Prävention im Verein – wissenschaftlich fundiert

Die komplexen, vielfältigen Maßnahmen zur Prävention sind wissenschaftlich fundiert. Sie orientieren sich an den Vorgaben von wichtigen Institutionen wie der Welt-Gesundheits-Organisation (WHO). Im Vordergrund steht die Entwicklung und Förderung von Schutzfaktoren. Sie sollen die Wahrscheinlichkeit des Auftritts von körperlichen oder psychischen Beeinträchtigungen bzw. unerwünschten Verhaltensweisen minimieren, indem sie zur Entwicklung von Ressourcen und Kompetenzen beitragen.

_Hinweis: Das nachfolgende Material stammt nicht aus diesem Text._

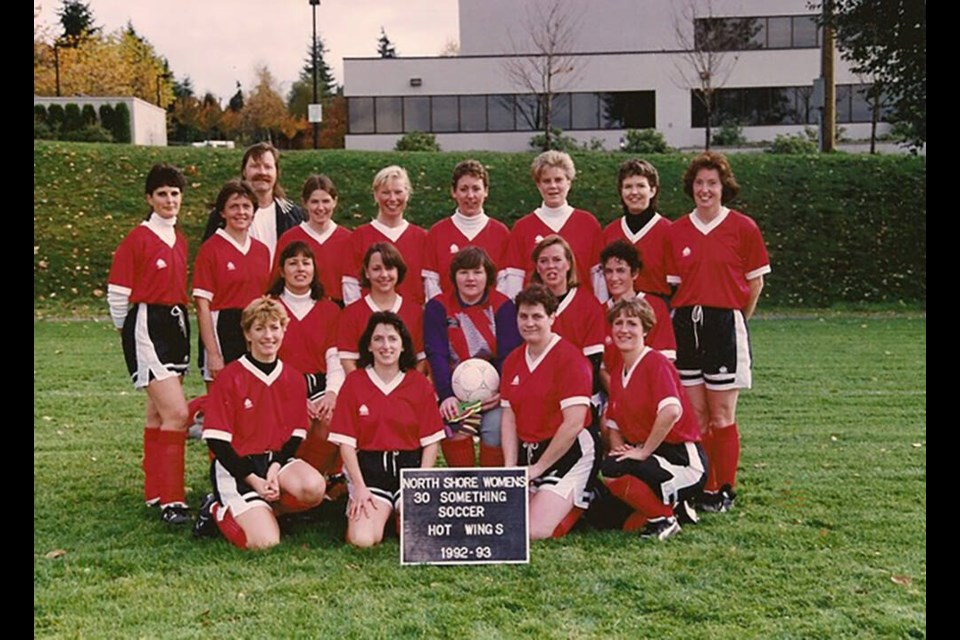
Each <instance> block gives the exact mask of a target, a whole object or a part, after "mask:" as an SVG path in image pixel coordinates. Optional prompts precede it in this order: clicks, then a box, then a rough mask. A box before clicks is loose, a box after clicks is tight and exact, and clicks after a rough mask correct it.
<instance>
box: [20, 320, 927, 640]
mask: <svg viewBox="0 0 960 640" xmlns="http://www.w3.org/2000/svg"><path fill="white" fill-rule="evenodd" d="M751 331H752V335H753V352H754V360H755V388H754V389H753V390H751V391H749V392H746V393H745V394H744V395H743V397H742V399H741V403H740V410H739V421H740V424H741V433H742V444H743V453H742V457H741V469H740V474H739V484H740V487H739V488H740V497H739V498H738V502H737V505H736V508H735V510H734V511H732V512H730V513H728V514H717V515H714V514H706V515H704V516H703V518H702V521H701V524H699V525H697V526H688V527H685V528H684V531H683V532H682V533H681V534H680V535H679V536H677V537H675V538H673V539H671V540H669V541H668V542H667V543H665V544H654V543H649V542H647V541H641V540H639V539H637V538H636V537H634V536H629V535H624V534H621V533H619V532H596V531H578V532H575V533H573V534H571V535H570V536H568V537H567V538H566V539H563V540H559V541H547V542H543V543H536V544H534V545H533V547H532V550H531V562H530V564H529V565H504V566H475V567H401V566H400V565H399V548H398V544H397V541H396V539H391V540H388V541H387V542H386V543H385V544H384V545H382V546H381V547H379V548H377V549H373V550H369V551H363V552H361V551H357V550H353V549H350V548H347V547H346V546H345V545H344V543H343V542H342V540H343V535H342V534H343V524H342V522H341V521H340V520H339V519H338V518H337V517H335V516H334V515H333V514H330V515H329V517H327V518H326V519H323V520H321V521H319V522H315V523H298V524H297V525H296V526H295V528H294V530H293V531H292V532H291V533H290V534H288V535H285V536H284V539H283V542H282V543H281V545H280V546H279V547H277V548H275V549H273V550H270V551H268V552H265V553H244V552H241V551H239V550H236V549H234V548H232V547H231V546H230V545H228V544H227V543H226V542H224V541H223V540H222V539H217V540H202V541H195V540H193V539H191V538H190V536H189V534H188V532H186V531H184V530H172V529H170V528H168V527H167V526H164V525H163V524H162V523H161V522H160V521H159V519H158V518H157V516H156V515H155V514H154V513H149V514H148V513H147V512H146V510H145V508H144V507H143V506H142V502H141V494H140V491H141V486H142V485H141V475H140V470H139V466H138V465H139V454H140V449H141V443H140V425H141V421H142V415H141V414H142V410H143V408H142V405H143V398H142V396H141V395H140V394H139V393H136V392H134V391H133V390H132V389H131V388H130V387H129V385H128V384H127V382H126V373H125V371H124V369H123V363H122V356H121V352H120V345H119V340H118V338H117V335H116V332H115V331H114V330H113V329H112V326H111V325H110V323H109V322H93V321H79V322H57V321H37V322H35V323H34V344H35V347H34V635H35V636H38V637H62V638H91V637H96V638H131V637H142V638H154V637H178V638H179V637H186V638H190V637H241V638H280V637H309V638H328V637H343V638H361V637H364V638H365V637H371V638H394V637H399V638H405V637H427V638H450V637H456V638H463V639H468V638H515V637H525V638H537V639H540V638H592V637H596V638H607V637H613V638H643V637H665V638H681V637H711V638H801V637H802V638H827V637H830V638H833V637H862V638H880V637H897V638H902V637H908V638H909V637H925V636H926V515H925V514H926V447H927V441H926V368H925V366H926V365H925V359H926V319H925V317H924V316H923V315H921V314H891V313H887V314H852V313H844V314H840V313H829V314H818V313H816V312H811V313H808V314H804V315H803V316H802V317H789V316H784V315H780V314H776V315H774V314H768V315H767V316H761V317H759V318H757V319H756V320H755V321H754V322H753V324H752V326H751ZM187 381H188V382H187V384H188V389H189V392H190V393H191V394H195V393H197V392H198V391H199V387H200V382H199V380H198V376H197V375H196V374H195V373H193V375H191V376H189V377H188V378H187ZM187 485H188V487H189V490H188V499H189V500H190V502H191V504H192V505H194V506H196V505H197V503H198V502H199V500H200V498H201V497H202V495H203V494H204V493H205V492H206V491H207V488H208V480H207V477H206V464H205V451H204V448H203V446H202V445H200V444H199V443H197V442H193V441H191V442H190V443H189V444H188V449H187ZM56 550H63V551H64V552H65V553H64V554H63V555H62V556H60V557H56V558H50V557H47V554H49V553H50V552H53V551H56Z"/></svg>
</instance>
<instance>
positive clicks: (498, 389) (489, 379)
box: [450, 358, 500, 402]
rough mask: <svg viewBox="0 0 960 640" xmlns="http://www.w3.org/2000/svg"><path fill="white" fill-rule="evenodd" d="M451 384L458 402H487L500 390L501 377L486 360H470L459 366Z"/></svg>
mask: <svg viewBox="0 0 960 640" xmlns="http://www.w3.org/2000/svg"><path fill="white" fill-rule="evenodd" d="M450 383H451V385H452V386H453V393H454V395H455V396H457V399H458V400H462V401H463V402H476V401H477V400H479V401H480V402H486V401H487V400H489V399H490V398H492V397H493V396H494V395H495V394H496V393H497V391H499V390H500V375H499V374H498V373H497V370H496V368H495V367H494V366H493V365H492V364H490V363H489V362H487V361H486V360H482V359H480V358H470V359H469V360H464V361H463V362H461V363H460V364H458V365H457V368H456V369H454V370H453V376H452V377H451V380H450Z"/></svg>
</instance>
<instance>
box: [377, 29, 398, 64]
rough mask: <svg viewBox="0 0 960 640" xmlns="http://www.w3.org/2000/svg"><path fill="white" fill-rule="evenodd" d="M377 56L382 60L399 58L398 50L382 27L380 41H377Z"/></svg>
mask: <svg viewBox="0 0 960 640" xmlns="http://www.w3.org/2000/svg"><path fill="white" fill-rule="evenodd" d="M377 54H379V56H380V57H381V58H396V57H397V48H396V47H395V46H393V43H392V42H390V38H388V37H387V32H386V31H384V29H383V27H380V39H379V40H377Z"/></svg>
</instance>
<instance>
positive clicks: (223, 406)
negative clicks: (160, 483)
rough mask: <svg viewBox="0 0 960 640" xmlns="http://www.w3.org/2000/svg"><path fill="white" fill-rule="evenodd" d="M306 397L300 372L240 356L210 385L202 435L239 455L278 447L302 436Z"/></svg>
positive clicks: (262, 451)
mask: <svg viewBox="0 0 960 640" xmlns="http://www.w3.org/2000/svg"><path fill="white" fill-rule="evenodd" d="M264 248H266V245H264ZM306 397H307V383H306V382H305V381H304V379H303V374H301V373H300V372H299V371H297V370H296V369H294V368H293V367H290V366H287V365H285V364H284V362H283V361H282V360H278V361H277V366H276V367H275V368H274V370H273V371H272V372H271V373H270V374H269V375H267V374H265V373H263V371H261V370H260V369H258V368H257V367H256V366H255V365H254V364H252V363H251V362H250V361H249V360H248V359H247V356H241V357H240V358H239V359H238V360H234V361H233V362H231V363H230V364H228V365H227V366H226V367H224V368H223V371H221V372H220V375H218V376H217V379H216V380H214V381H213V384H212V385H210V393H209V395H208V396H207V402H206V404H205V405H204V415H203V438H204V439H205V440H224V441H226V442H229V443H230V445H231V446H232V447H233V450H234V451H236V452H237V455H239V456H241V457H242V456H249V455H253V454H257V453H266V452H267V451H279V450H280V448H281V447H283V445H284V443H286V442H287V440H289V439H290V438H291V437H292V436H298V437H301V438H305V437H306V435H307V425H309V424H310V423H309V421H308V418H307V403H306V402H304V398H306Z"/></svg>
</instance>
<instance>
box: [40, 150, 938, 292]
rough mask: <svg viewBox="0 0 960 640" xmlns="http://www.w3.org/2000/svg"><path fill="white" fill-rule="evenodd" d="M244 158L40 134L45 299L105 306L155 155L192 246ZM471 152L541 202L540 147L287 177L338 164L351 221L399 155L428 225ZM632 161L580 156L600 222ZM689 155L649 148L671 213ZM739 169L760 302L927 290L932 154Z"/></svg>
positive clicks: (744, 158)
mask: <svg viewBox="0 0 960 640" xmlns="http://www.w3.org/2000/svg"><path fill="white" fill-rule="evenodd" d="M241 155H242V151H240V150H226V149H193V148H185V147H170V148H156V147H133V146H129V145H96V144H80V143H52V142H35V143H34V300H35V303H38V304H39V305H40V306H41V307H42V308H50V304H51V302H56V303H60V302H61V301H62V302H63V304H65V305H66V306H67V308H69V307H71V306H77V305H79V306H81V307H85V308H90V307H99V308H100V309H101V310H102V309H104V308H105V303H104V302H103V300H102V299H100V297H99V296H102V292H103V290H104V289H105V286H106V285H105V281H106V275H107V271H108V269H109V266H110V258H111V255H112V253H113V250H114V249H115V248H116V246H117V244H118V243H119V242H120V240H121V239H122V238H123V236H124V235H125V234H126V233H127V232H129V230H130V229H131V228H132V227H133V226H134V225H135V224H137V222H138V221H139V220H140V219H141V217H142V216H143V214H144V213H145V212H146V211H145V206H146V205H145V204H144V201H143V195H142V190H143V179H144V175H145V174H146V172H147V170H148V168H149V167H150V165H151V164H152V163H154V162H157V161H161V160H162V161H168V162H173V163H175V164H177V165H178V166H180V167H182V168H183V169H184V170H185V172H186V174H187V179H188V182H189V183H190V186H189V188H188V189H187V192H186V194H185V198H184V206H183V211H182V215H181V220H180V226H181V228H182V229H183V230H184V232H185V233H186V235H187V237H188V239H189V241H190V251H191V256H193V255H194V254H195V252H196V250H197V248H198V246H199V241H200V237H201V233H202V228H203V224H204V223H205V221H206V211H207V207H208V206H209V205H210V203H212V201H213V199H214V197H215V195H216V192H217V190H218V189H219V187H220V186H221V185H222V184H223V182H224V181H225V180H227V179H229V178H232V177H235V174H236V172H237V171H238V169H239V164H240V159H241ZM468 155H469V156H474V157H476V158H477V159H479V160H481V161H482V162H483V163H484V164H485V165H487V167H488V168H489V171H490V175H491V183H492V186H491V192H490V198H489V200H488V202H487V210H488V211H489V212H490V213H491V214H492V215H494V216H496V217H497V218H500V219H501V220H503V221H504V222H506V223H508V224H512V223H513V221H515V220H516V219H517V218H519V217H520V216H522V215H524V214H526V213H528V212H529V211H531V210H532V209H533V208H534V207H536V206H538V205H539V204H540V198H539V195H538V193H537V191H536V188H535V186H534V184H533V182H532V181H531V180H530V178H529V164H530V160H531V159H532V157H533V154H508V153H492V152H478V153H470V154H465V153H375V152H359V151H343V150H339V151H319V152H314V151H295V152H288V153H284V154H283V159H282V167H283V175H282V183H283V184H284V185H285V186H286V187H287V188H288V189H289V190H290V191H291V194H290V195H291V196H292V197H293V198H294V199H299V193H298V192H299V187H300V185H301V184H302V183H303V180H304V178H305V177H306V176H307V175H309V174H310V173H311V172H317V171H321V172H326V173H328V174H329V175H330V176H331V177H332V178H333V179H334V180H335V182H336V184H337V186H338V188H339V189H340V191H341V198H340V205H339V208H338V211H337V214H336V219H337V220H338V221H339V222H341V223H343V224H345V225H346V226H348V227H354V226H356V225H357V224H359V223H360V222H363V221H365V220H367V219H368V218H369V217H370V216H371V215H373V214H374V213H375V208H374V206H373V198H372V196H371V195H370V182H371V180H372V178H373V175H374V174H375V172H376V171H377V170H378V169H380V168H382V167H383V166H385V165H387V164H391V163H397V164H401V165H403V166H404V167H406V168H407V170H408V171H409V173H410V176H411V180H412V181H413V186H414V192H415V193H414V197H413V199H412V201H411V204H410V208H409V210H408V218H409V219H410V220H412V221H413V222H415V223H417V224H420V225H422V226H425V227H429V226H430V225H431V224H432V223H433V222H434V221H436V220H437V219H439V218H440V217H443V216H445V215H449V213H450V211H451V210H452V204H453V203H452V201H451V199H450V197H449V179H450V178H449V176H450V172H451V170H452V169H453V166H454V165H455V164H456V162H458V161H459V160H461V159H463V158H465V157H467V156H468ZM626 157H627V156H626V155H625V154H620V153H597V152H583V153H579V154H575V160H576V164H577V171H578V177H577V180H576V182H575V183H574V187H573V190H572V192H571V196H570V201H571V202H572V203H573V204H575V205H577V206H579V207H582V208H585V209H588V210H590V211H593V212H594V213H595V214H596V215H597V217H598V219H599V220H600V221H601V223H603V224H606V223H607V222H609V221H611V220H613V219H614V218H616V217H617V216H618V215H619V213H620V208H619V204H618V196H617V193H616V170H617V166H618V164H619V163H620V162H622V161H623V160H624V159H625V158H626ZM689 158H690V156H689V155H680V154H671V155H661V156H650V157H649V158H648V159H649V160H651V161H652V162H653V163H654V164H655V165H656V166H657V168H658V170H659V172H660V176H661V194H660V205H661V207H660V208H661V211H663V212H664V213H665V214H666V215H667V216H668V217H671V218H677V217H678V216H679V215H681V214H682V213H685V212H686V211H687V210H689V208H690V204H689V200H688V199H687V198H686V196H685V195H684V194H683V193H682V190H681V175H682V172H683V170H684V168H685V167H686V165H687V163H688V162H689ZM734 170H735V171H736V174H737V177H738V180H739V181H740V183H741V185H742V187H743V190H742V192H741V195H740V197H739V199H738V200H737V201H736V202H735V203H734V204H735V206H736V207H738V208H740V209H742V210H743V211H744V212H746V213H748V214H749V215H751V216H753V217H754V218H755V219H756V220H757V222H758V224H759V225H760V227H761V229H762V230H763V232H764V236H765V239H766V242H767V245H768V249H769V251H770V255H771V261H772V264H773V267H774V271H773V273H772V274H771V275H770V276H769V278H768V287H767V288H766V289H765V291H764V294H763V296H764V298H763V301H762V305H761V306H767V307H769V306H770V305H771V304H777V305H789V306H806V307H810V306H814V307H817V306H827V305H830V304H834V303H836V302H838V301H846V302H879V303H886V304H893V305H896V304H899V303H901V302H904V303H907V304H916V303H917V302H920V303H923V302H924V301H925V300H926V210H925V194H926V184H925V180H926V159H925V158H914V157H905V156H872V157H871V156H865V155H846V154H837V155H834V156H829V157H820V156H811V157H806V156H773V155H769V154H741V155H738V156H737V157H736V158H735V161H734ZM191 261H192V259H191Z"/></svg>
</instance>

Die WHO benennt hierzu ein Bündel an so genannten Lebenskompetenzen (engl.: life skills), die im Rahmen einer gesundheitsorientierten, mit positiven Botschaften ausgestatteten Präventionsstrategie gefördert werden sollen (z.B. Entscheidungsfertigkeit, Problemlösefertigkeit, kreatives und kritisches Denken, Kommunikationsfertigkeit, Empathie, Emotions- und Stressbewältigung). Ein Schlüsselbegriff der Präventionslehre lautet Selbstwirksamkeit (engl. self efficacy) bzw. Selbstwirksamkeitserwartung. Darunter versteht man "die Überzeugung eines Menschen, ein bestimmtes Verhalten auch tatsächlich ausführen und dabei auftretende Hindernisse oder Schwierigkeiten überwinden zu können", so der Gesundheitssoziologe Klaus Hurrelmann.

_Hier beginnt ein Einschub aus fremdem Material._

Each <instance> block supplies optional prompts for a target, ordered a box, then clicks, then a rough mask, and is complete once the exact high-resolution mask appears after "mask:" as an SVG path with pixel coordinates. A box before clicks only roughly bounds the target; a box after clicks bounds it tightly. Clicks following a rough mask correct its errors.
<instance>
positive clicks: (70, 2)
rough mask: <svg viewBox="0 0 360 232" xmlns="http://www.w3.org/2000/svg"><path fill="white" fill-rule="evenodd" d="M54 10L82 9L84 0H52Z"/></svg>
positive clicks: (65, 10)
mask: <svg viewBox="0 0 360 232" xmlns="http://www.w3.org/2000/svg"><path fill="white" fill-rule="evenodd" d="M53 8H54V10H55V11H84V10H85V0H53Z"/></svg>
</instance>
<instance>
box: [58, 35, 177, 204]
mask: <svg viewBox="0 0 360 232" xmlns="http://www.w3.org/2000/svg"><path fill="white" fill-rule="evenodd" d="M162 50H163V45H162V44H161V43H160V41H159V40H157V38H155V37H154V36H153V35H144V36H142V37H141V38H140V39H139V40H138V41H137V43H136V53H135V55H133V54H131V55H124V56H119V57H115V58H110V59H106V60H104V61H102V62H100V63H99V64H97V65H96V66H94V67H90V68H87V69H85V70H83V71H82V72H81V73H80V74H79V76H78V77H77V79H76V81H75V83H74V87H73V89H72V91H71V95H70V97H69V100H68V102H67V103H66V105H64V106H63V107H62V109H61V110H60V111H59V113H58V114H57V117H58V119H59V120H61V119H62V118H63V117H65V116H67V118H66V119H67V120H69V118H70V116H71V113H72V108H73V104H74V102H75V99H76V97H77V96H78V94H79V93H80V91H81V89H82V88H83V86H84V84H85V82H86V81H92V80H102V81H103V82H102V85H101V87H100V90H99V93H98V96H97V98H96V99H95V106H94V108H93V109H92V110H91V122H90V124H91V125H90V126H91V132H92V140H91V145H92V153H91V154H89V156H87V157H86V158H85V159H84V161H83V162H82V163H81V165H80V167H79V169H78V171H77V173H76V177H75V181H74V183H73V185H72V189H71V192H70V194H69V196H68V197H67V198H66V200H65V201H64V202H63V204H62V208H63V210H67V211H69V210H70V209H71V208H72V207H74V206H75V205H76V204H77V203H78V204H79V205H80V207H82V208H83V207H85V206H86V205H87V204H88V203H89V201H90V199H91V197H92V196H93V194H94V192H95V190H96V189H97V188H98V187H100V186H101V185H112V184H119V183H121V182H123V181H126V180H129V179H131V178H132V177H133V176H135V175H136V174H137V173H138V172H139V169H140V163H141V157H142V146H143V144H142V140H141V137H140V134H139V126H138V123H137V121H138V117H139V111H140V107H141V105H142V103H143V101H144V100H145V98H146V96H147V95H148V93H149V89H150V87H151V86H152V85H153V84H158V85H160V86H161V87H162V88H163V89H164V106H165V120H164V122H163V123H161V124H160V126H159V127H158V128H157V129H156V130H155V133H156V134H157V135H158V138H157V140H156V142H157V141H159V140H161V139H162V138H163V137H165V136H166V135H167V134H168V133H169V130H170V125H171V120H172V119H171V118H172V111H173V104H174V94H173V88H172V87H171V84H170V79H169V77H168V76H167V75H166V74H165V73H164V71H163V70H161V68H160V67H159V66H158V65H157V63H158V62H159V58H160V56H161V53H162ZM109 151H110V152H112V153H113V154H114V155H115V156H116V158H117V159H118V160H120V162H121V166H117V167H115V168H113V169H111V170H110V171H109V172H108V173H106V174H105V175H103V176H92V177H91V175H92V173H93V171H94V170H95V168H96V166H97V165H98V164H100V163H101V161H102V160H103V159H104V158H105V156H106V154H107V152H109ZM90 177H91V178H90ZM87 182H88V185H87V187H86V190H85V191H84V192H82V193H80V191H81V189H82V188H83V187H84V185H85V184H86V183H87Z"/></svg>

Maßnahmen einer modernen, wissenschaftlich fundierten Prävention sollten so beschaffen sein, dass sie die Kompetenzen von jungen Menschen auf eine Weise fördern, „dass eine angemessene Auseinandersetzung mit den Anforderungen der sozialen Umwelt möglich ist“, wie Hurrelmann schreibt. Andererseits seien die Verhältnisse, in denen sich junge Menschen bewegen, so zu gestalten, „dass sie für eine Person mit den ihr zur Verfügung stehenden Kompetenzen auch tatsächlich bewältigbar sind“.

Hoher Eigeneinsatz des Vereins, aber: Förderung dringend erwünscht!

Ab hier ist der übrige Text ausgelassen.